Arcanes, rituels et chimères au FRAC Corsica
Arcanes, rituels et chimères
Frac Corsica, Corte
4 juillet > 10 octobre 2024
Le surréalisme est-il encore une source d’inspiration majeure dans la pratique des jeunes artistes ? Telle est la question à laquelle a tenté de répondre Fabien Danesi, directeur du Frac Corsica et curateur de l’exposition « Arcanes, rituels et chimères » sur le site du Frac Corsica à Corte en réunissant une vingtaine de jeunes artistes de tous horizons. Si le surréalisme est considéré comme l’un des mouvements majeurs du XXe siècle et qu’il arrive à se frayer un chemin jusqu’à nos jours dans l’esprit de la plupart des personnes, ce n’est plus tant comme la référence à un mouvement artistique qui a dominé une bonne partie du XXe siècle, mais avant tout parce que le qualificatif qui lui est attaché, « surréaliste », est devenu une locution courante, qui désigne la plupart du temps une action ou une attitude qui échappe à la banalité du réel et nous stupéfie par son caractère extraordinaire, hors du commun, extravagant, allant jusqu’à nous faire douter de nos sens mais aussi du bien-fondé de nos actes. Dans son manifeste centenaire dont l’exposition au Frac Corsica participe de la célébration, André Breton, pape autoproclamé du mouvement et gardien jaloux de ce temple de la pensée et de l’art des années 1920 à 1950 fait l’apologie du merveilleux en condamnant le matérialisme, mais surtout le réalisme qu’il couvre de ses opprobres.

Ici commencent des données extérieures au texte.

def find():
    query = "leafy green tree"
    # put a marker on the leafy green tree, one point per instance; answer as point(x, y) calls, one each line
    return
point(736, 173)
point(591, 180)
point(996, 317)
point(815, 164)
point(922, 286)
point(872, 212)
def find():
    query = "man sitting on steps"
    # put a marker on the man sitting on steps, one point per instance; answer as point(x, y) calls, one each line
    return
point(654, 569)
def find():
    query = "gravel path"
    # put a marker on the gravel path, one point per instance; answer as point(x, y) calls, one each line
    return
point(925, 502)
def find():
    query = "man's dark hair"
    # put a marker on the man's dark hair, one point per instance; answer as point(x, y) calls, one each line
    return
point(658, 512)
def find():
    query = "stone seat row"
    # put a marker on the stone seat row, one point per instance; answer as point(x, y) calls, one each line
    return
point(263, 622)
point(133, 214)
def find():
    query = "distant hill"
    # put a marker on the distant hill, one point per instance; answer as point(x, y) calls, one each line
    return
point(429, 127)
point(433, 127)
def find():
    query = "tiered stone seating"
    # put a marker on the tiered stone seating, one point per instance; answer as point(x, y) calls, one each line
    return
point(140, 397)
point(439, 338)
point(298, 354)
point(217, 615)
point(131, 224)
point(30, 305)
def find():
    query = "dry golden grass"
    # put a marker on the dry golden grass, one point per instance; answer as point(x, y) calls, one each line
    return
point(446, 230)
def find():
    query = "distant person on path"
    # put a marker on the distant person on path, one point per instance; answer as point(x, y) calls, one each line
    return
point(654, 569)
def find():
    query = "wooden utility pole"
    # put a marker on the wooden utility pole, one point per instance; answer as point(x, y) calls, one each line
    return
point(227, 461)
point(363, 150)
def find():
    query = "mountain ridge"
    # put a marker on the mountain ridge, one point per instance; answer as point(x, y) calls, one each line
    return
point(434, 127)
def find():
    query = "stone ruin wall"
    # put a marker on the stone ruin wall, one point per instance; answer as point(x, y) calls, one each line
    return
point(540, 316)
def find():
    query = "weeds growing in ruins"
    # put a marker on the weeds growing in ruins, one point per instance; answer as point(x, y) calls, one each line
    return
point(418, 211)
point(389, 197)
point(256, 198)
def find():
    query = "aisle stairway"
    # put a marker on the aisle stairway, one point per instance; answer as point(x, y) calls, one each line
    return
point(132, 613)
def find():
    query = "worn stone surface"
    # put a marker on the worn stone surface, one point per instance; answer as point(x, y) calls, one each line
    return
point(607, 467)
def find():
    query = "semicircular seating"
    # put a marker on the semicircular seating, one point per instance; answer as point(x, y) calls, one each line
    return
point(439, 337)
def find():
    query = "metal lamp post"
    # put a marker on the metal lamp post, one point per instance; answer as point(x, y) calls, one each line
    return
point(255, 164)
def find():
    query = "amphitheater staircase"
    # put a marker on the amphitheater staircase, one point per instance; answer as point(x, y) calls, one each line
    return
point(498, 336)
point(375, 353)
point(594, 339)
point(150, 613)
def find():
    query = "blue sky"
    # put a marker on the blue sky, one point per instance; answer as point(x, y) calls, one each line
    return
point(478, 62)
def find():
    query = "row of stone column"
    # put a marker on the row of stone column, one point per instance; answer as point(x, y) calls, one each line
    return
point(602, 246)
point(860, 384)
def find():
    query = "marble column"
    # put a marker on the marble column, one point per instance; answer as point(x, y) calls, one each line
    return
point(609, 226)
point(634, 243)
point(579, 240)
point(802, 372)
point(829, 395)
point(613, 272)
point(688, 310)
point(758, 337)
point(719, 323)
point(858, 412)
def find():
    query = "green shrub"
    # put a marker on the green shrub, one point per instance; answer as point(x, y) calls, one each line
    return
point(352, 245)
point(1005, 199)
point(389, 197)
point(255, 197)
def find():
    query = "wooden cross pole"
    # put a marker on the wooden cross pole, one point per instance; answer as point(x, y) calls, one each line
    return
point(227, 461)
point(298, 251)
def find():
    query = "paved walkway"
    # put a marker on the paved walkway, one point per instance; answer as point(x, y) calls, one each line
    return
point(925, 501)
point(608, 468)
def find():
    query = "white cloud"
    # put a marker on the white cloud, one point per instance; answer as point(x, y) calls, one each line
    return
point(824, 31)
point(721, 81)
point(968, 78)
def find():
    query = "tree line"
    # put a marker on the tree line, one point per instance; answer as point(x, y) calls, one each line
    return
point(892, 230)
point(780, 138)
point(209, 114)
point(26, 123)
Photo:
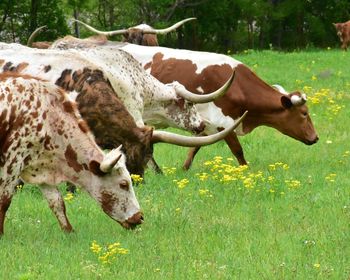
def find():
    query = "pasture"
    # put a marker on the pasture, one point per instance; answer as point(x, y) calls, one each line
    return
point(286, 216)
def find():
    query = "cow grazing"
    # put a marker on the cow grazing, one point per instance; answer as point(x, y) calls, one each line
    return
point(142, 34)
point(44, 141)
point(343, 32)
point(201, 72)
point(98, 103)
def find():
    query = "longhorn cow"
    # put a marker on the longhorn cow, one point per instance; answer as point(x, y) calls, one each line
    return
point(95, 93)
point(44, 141)
point(201, 72)
point(141, 34)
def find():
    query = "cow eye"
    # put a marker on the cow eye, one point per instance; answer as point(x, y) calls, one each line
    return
point(124, 185)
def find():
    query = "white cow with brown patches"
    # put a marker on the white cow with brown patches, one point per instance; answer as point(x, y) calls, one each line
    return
point(44, 141)
point(95, 84)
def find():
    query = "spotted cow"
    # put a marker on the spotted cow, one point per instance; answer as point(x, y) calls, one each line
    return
point(343, 32)
point(99, 94)
point(44, 141)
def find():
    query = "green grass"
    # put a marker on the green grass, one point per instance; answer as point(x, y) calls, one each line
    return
point(291, 223)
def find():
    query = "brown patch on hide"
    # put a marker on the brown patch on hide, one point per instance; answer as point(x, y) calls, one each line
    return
point(108, 202)
point(72, 159)
point(94, 167)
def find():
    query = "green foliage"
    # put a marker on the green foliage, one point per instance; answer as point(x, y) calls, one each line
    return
point(284, 217)
point(221, 25)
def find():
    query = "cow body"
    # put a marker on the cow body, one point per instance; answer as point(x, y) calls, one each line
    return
point(86, 83)
point(343, 32)
point(101, 94)
point(201, 72)
point(44, 141)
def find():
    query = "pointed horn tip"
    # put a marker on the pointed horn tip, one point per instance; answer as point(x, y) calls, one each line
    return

Un siècle plus tard, que retient-on de ce mouvement qui place en tête de toutes les valeurs l’imaginaire, la rêverie, ou tout simplement le rêve, qui, pour Breton était une source majeure d’inspiration ? Pour renouer avec les idéaux de non-rationalité que prônait le mouvement d’avant-garde, Fabien Danesi a choisi de convoquer la figure de Leonora Carrington, icône surréaliste qui a côtoyé de nombreuses personnalités du mouvement en France puis au Mexique où elle a séjourné longtemps et dont Carlos Fuentes avait qualifié l’écriture de « sorcellerie ironique », pour la placer au centre de l’exposition et constater qu’elle s’immisce parfaitement dans la constellation de jeunes artistes qu’il a réunis.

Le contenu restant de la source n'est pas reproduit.